On 07/24/2013 09:58 AM, Roan Kattouw wrote:
There are a few things I wish it tested, but they're mostly about how it tests things rather than what data is collected. For instance, it would be nice if the round-trip tests could round-trip from wikitext to HTML *string* and back, rather than to HTML *DOM* and back. This would help catch cases where the DOM doesn't cleanly round-trip through the HTML parser (foster-parenting for instance). It may be that this is already implemented, or that it was considered and rejected, I don't know.
Yes, we've considered this for a while now. Just not done yet since we haven't had a chance to work on the testing infrastructure in over 6 months till now.

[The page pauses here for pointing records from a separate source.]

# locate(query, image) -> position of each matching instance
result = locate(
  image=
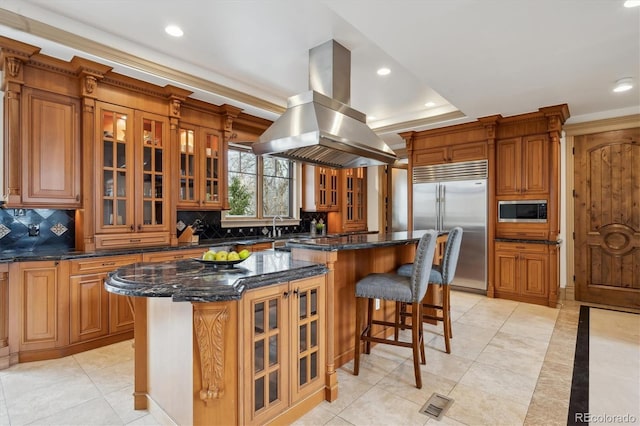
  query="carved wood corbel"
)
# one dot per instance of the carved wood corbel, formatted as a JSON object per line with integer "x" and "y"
{"x": 209, "y": 325}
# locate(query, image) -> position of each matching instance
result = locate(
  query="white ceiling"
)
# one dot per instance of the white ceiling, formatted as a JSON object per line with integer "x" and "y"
{"x": 471, "y": 57}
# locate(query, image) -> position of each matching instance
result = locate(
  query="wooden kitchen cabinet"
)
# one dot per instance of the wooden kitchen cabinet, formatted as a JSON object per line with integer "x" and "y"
{"x": 451, "y": 153}
{"x": 132, "y": 178}
{"x": 94, "y": 312}
{"x": 523, "y": 272}
{"x": 321, "y": 188}
{"x": 38, "y": 307}
{"x": 201, "y": 162}
{"x": 284, "y": 347}
{"x": 522, "y": 166}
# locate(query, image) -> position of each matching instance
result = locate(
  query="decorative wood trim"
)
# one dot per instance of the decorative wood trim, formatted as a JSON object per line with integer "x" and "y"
{"x": 209, "y": 326}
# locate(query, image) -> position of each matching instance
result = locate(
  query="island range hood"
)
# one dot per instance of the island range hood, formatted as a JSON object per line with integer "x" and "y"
{"x": 319, "y": 126}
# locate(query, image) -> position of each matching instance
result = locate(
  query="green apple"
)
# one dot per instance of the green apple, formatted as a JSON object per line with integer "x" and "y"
{"x": 221, "y": 255}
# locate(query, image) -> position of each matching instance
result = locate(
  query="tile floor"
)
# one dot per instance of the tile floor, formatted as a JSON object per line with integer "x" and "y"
{"x": 511, "y": 364}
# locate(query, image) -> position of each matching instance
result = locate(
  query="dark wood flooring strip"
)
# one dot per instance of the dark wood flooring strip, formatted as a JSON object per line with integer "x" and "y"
{"x": 579, "y": 400}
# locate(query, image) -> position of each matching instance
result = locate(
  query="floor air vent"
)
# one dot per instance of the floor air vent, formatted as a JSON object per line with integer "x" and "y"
{"x": 436, "y": 406}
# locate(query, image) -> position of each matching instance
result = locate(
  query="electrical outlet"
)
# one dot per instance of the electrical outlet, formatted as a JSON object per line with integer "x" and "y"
{"x": 34, "y": 230}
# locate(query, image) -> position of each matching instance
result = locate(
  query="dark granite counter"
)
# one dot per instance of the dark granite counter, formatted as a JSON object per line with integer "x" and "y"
{"x": 192, "y": 281}
{"x": 358, "y": 241}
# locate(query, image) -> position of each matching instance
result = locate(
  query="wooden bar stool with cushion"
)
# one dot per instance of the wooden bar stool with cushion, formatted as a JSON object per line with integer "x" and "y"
{"x": 441, "y": 275}
{"x": 401, "y": 289}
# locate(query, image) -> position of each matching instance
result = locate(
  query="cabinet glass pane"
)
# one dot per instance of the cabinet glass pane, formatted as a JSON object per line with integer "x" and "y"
{"x": 273, "y": 350}
{"x": 274, "y": 389}
{"x": 314, "y": 302}
{"x": 302, "y": 375}
{"x": 259, "y": 394}
{"x": 258, "y": 351}
{"x": 314, "y": 365}
{"x": 314, "y": 333}
{"x": 273, "y": 314}
{"x": 258, "y": 314}
{"x": 303, "y": 305}
{"x": 303, "y": 337}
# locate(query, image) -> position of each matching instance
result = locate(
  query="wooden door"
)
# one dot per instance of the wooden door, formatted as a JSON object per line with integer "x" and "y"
{"x": 508, "y": 167}
{"x": 607, "y": 218}
{"x": 89, "y": 307}
{"x": 535, "y": 163}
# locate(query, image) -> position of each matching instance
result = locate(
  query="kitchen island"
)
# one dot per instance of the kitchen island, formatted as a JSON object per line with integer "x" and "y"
{"x": 244, "y": 345}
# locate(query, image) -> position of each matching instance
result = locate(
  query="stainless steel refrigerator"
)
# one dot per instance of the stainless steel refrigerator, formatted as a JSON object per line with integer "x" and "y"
{"x": 451, "y": 195}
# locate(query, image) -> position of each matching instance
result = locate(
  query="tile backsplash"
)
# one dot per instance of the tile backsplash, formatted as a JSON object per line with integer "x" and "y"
{"x": 33, "y": 229}
{"x": 212, "y": 228}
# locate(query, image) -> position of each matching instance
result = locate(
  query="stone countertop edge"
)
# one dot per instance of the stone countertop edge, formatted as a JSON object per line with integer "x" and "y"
{"x": 7, "y": 256}
{"x": 355, "y": 242}
{"x": 189, "y": 281}
{"x": 520, "y": 240}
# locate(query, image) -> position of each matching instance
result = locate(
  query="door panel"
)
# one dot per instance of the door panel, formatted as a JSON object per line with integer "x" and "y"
{"x": 607, "y": 206}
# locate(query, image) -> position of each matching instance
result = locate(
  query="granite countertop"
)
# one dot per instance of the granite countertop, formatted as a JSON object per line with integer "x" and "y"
{"x": 57, "y": 254}
{"x": 359, "y": 241}
{"x": 193, "y": 281}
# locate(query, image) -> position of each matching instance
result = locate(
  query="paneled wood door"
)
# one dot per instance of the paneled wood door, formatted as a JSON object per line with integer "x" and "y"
{"x": 607, "y": 220}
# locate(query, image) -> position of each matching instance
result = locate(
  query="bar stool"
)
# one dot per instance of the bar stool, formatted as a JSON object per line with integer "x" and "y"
{"x": 442, "y": 276}
{"x": 401, "y": 289}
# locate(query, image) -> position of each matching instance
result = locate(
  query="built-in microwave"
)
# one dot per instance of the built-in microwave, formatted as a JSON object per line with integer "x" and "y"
{"x": 534, "y": 211}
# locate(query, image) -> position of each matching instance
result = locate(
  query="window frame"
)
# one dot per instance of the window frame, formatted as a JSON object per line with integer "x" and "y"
{"x": 229, "y": 221}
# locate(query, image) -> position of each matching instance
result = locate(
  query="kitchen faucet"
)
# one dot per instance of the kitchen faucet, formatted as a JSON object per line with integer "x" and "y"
{"x": 273, "y": 233}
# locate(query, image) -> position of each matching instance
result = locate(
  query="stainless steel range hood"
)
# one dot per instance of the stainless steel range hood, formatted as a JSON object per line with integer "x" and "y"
{"x": 318, "y": 126}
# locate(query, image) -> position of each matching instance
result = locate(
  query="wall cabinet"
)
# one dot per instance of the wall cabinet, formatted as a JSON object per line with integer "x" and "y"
{"x": 523, "y": 272}
{"x": 522, "y": 165}
{"x": 201, "y": 161}
{"x": 284, "y": 347}
{"x": 321, "y": 188}
{"x": 352, "y": 216}
{"x": 451, "y": 153}
{"x": 132, "y": 178}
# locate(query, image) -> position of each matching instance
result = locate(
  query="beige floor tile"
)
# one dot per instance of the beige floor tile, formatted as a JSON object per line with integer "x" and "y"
{"x": 521, "y": 344}
{"x": 500, "y": 382}
{"x": 449, "y": 366}
{"x": 113, "y": 377}
{"x": 402, "y": 382}
{"x": 105, "y": 356}
{"x": 350, "y": 388}
{"x": 46, "y": 401}
{"x": 317, "y": 416}
{"x": 147, "y": 420}
{"x": 474, "y": 407}
{"x": 515, "y": 362}
{"x": 379, "y": 407}
{"x": 94, "y": 412}
{"x": 121, "y": 401}
{"x": 338, "y": 421}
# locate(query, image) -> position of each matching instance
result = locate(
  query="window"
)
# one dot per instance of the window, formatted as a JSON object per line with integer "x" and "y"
{"x": 259, "y": 187}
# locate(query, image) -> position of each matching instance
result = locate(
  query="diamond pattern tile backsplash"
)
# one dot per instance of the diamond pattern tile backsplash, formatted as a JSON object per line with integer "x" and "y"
{"x": 56, "y": 229}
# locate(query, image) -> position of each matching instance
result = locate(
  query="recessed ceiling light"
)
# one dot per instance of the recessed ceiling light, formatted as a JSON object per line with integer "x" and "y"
{"x": 623, "y": 85}
{"x": 174, "y": 30}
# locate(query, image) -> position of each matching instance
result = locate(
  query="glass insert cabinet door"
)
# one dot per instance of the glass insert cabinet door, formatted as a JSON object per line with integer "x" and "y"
{"x": 115, "y": 209}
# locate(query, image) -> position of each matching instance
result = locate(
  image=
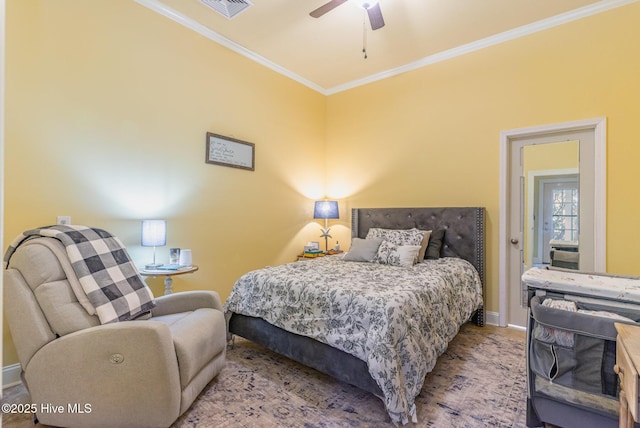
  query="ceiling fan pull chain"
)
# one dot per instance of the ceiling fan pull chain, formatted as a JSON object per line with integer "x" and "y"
{"x": 364, "y": 34}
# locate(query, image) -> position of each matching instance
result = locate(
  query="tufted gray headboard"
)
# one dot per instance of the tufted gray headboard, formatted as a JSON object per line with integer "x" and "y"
{"x": 464, "y": 235}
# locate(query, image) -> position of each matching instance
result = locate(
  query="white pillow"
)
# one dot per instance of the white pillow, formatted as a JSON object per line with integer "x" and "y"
{"x": 397, "y": 255}
{"x": 362, "y": 250}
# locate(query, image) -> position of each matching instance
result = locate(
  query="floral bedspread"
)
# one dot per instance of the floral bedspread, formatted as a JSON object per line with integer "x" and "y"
{"x": 397, "y": 319}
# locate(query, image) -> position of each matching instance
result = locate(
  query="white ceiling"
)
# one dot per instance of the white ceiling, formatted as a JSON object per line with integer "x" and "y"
{"x": 326, "y": 53}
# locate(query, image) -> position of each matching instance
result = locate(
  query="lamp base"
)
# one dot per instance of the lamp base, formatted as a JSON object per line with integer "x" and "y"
{"x": 153, "y": 266}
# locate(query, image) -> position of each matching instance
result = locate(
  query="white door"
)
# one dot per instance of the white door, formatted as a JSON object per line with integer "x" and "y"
{"x": 560, "y": 213}
{"x": 517, "y": 263}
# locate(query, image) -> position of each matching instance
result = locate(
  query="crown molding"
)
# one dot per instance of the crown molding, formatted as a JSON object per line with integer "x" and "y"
{"x": 525, "y": 30}
{"x": 506, "y": 36}
{"x": 181, "y": 19}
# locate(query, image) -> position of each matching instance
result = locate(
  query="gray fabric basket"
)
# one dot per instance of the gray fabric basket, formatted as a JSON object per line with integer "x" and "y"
{"x": 573, "y": 349}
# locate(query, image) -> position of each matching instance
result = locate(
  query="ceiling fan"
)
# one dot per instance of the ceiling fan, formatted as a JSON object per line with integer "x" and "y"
{"x": 372, "y": 7}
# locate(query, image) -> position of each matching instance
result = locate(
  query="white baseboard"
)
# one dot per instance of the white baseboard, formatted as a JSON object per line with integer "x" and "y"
{"x": 11, "y": 375}
{"x": 492, "y": 318}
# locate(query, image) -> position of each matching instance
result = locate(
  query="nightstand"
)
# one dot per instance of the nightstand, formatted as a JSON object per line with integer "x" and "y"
{"x": 168, "y": 281}
{"x": 303, "y": 257}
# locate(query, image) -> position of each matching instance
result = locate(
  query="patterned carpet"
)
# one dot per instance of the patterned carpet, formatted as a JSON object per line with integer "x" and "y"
{"x": 479, "y": 382}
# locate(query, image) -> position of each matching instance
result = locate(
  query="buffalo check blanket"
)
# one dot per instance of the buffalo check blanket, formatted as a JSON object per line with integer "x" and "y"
{"x": 105, "y": 271}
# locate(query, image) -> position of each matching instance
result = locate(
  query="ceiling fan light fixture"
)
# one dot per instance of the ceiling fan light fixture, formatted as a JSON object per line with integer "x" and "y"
{"x": 365, "y": 4}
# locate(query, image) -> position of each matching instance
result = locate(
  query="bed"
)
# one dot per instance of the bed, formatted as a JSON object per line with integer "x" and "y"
{"x": 384, "y": 343}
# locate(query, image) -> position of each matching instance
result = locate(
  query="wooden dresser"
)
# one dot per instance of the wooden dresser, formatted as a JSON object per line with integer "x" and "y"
{"x": 627, "y": 366}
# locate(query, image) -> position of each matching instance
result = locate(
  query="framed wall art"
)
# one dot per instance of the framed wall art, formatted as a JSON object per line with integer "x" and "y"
{"x": 229, "y": 151}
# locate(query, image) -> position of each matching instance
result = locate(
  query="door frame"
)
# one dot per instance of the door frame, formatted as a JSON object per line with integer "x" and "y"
{"x": 599, "y": 128}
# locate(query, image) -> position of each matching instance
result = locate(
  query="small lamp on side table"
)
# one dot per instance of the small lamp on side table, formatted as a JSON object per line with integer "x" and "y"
{"x": 154, "y": 234}
{"x": 326, "y": 210}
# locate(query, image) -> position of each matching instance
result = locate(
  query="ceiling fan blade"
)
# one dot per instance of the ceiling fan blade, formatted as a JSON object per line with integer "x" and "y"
{"x": 326, "y": 8}
{"x": 375, "y": 16}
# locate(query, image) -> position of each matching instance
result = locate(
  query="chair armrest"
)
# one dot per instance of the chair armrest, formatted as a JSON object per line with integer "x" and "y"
{"x": 186, "y": 301}
{"x": 126, "y": 372}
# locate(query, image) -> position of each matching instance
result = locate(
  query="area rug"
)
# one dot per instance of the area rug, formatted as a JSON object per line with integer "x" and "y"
{"x": 480, "y": 381}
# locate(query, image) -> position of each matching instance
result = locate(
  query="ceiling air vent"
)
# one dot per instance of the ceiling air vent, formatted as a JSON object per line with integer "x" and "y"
{"x": 228, "y": 8}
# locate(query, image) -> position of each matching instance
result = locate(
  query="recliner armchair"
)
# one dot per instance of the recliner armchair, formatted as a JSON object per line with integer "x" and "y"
{"x": 132, "y": 373}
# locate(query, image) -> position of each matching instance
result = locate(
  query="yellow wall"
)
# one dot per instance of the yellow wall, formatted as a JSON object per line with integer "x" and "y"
{"x": 108, "y": 104}
{"x": 431, "y": 137}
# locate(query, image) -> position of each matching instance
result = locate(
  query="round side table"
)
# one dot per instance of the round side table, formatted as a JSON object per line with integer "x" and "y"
{"x": 168, "y": 281}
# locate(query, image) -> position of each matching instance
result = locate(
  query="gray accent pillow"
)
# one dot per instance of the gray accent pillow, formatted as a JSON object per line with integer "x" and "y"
{"x": 363, "y": 250}
{"x": 435, "y": 244}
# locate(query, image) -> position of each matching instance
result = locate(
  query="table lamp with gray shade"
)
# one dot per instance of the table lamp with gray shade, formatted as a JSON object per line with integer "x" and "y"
{"x": 154, "y": 234}
{"x": 326, "y": 210}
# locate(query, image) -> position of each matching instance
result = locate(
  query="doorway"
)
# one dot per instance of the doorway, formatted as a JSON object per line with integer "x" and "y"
{"x": 517, "y": 217}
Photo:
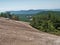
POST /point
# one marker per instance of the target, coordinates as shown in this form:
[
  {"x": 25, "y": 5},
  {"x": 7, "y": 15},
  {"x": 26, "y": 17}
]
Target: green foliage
[{"x": 47, "y": 21}]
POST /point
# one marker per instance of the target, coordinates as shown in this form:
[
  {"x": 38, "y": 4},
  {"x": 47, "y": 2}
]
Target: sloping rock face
[{"x": 21, "y": 33}]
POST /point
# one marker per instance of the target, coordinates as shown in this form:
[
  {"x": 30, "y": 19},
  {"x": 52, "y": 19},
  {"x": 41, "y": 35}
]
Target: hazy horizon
[{"x": 13, "y": 5}]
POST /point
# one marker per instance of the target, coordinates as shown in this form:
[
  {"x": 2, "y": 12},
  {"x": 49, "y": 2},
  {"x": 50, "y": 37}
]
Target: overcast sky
[{"x": 6, "y": 5}]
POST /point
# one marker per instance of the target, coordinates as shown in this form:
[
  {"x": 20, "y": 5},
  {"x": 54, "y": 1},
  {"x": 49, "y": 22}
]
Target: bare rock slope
[{"x": 21, "y": 33}]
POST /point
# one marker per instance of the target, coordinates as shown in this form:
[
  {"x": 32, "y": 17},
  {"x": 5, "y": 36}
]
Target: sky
[{"x": 9, "y": 5}]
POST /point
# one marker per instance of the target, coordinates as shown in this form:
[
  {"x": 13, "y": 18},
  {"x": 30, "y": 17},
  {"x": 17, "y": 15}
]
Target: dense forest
[
  {"x": 19, "y": 17},
  {"x": 48, "y": 21}
]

Additionally, it might be helpful to have some tests looking for null DSRs or other broken data-parsoid stuff (because this breaks selser), and/or some sort of selser testing in general (though off the top of my head I'm not sure what that would look like). Another fun serialization test that could be done is stripping all data-parsoid attributes and asserting that this doesn't result in any semantic diffs (you'll get lots of syntactic diffs of course).
We've on and off talked about how whether we could mimic editing on real pages and test correctness of resulting wikitext -- it is unclear at this time. So, hasn't happened yet.
Also, null DSR (* see below for what a DSR is) by itself is not a serious problem -- it just means that that particular DOM node will go through regular serialization (and *might* introduce dirty diffs). We also dont want to add a lot of noise to testing results without having a way to filter useful things out of it.
But, we could brainstorm ways of doing this on IRC.
Subbu.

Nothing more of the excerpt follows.